Check if the server is running. Returns the server status and active model version. The account operator key returns an extended diagnostic view.

Public response (no API key)

curl https://dish-embed.latimal.com/health
{
  "status": "healthy",
  "model": "latimal-food-embed-v1"
}

Operator diagnostics

Calls made with the account's operator key return an extended view with model load state, inference backend, and cache utilization. Regular customer keys receive the standard {status, model} response shown above.

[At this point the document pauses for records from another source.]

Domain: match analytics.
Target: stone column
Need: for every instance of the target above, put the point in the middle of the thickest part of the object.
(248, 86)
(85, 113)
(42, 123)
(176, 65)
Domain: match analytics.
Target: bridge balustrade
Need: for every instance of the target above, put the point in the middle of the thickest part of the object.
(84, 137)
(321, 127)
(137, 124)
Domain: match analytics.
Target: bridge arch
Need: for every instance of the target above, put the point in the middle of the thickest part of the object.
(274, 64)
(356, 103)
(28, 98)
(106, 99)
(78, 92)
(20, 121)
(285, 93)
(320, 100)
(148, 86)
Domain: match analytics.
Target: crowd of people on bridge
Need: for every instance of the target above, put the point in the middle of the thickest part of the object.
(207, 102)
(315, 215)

curl https://dish-embed.latimal.com/health -H "X-API-Key: OPERATOR_KEY"
FieldTypeDescription
statusstringServer status ("healthy")
modelstringEmbedding model version (e.g. latimal-food-embed-v1)
biencoderstringEmbedding service status
backendstringInference backend (torch or onnx)
rerankerstring or nullDedup precision-stage status, null if not loaded
search_rerankerstring or nullSearch precision-stage status, null if not loaded
classifierstring or nullCuisine classifier status, null if not loaded
supported_dimensionsint[]Available embedding dimensions
embedding_cache_sizeintNumber of cached embeddings (server-side)
load_time_secondsfloatServer startup time in seconds
{
  "status": "healthy",
  "model": "latimal-food-embed-v1",
  "biencoder": "loaded",
  "backend": "onnx",
  "reranker": "loaded",
  "search_reranker": "loaded",
  "classifier": "loaded",
  "supported_dimensions": [128, 256, 384],
  "embedding_cache_size": 12847,
  "load_time_seconds": 51.3
}

Availability

Free and public. This request is not metered and does not count against your monthly quota.

Notes

  • Use the public endpoint for uptime monitoring and health checks.
  • The operator diagnostics view is useful for confirming which models are loaded and checking cache utilization.
  • A 503 response means the server is still loading models at startup. Retry after a few seconds.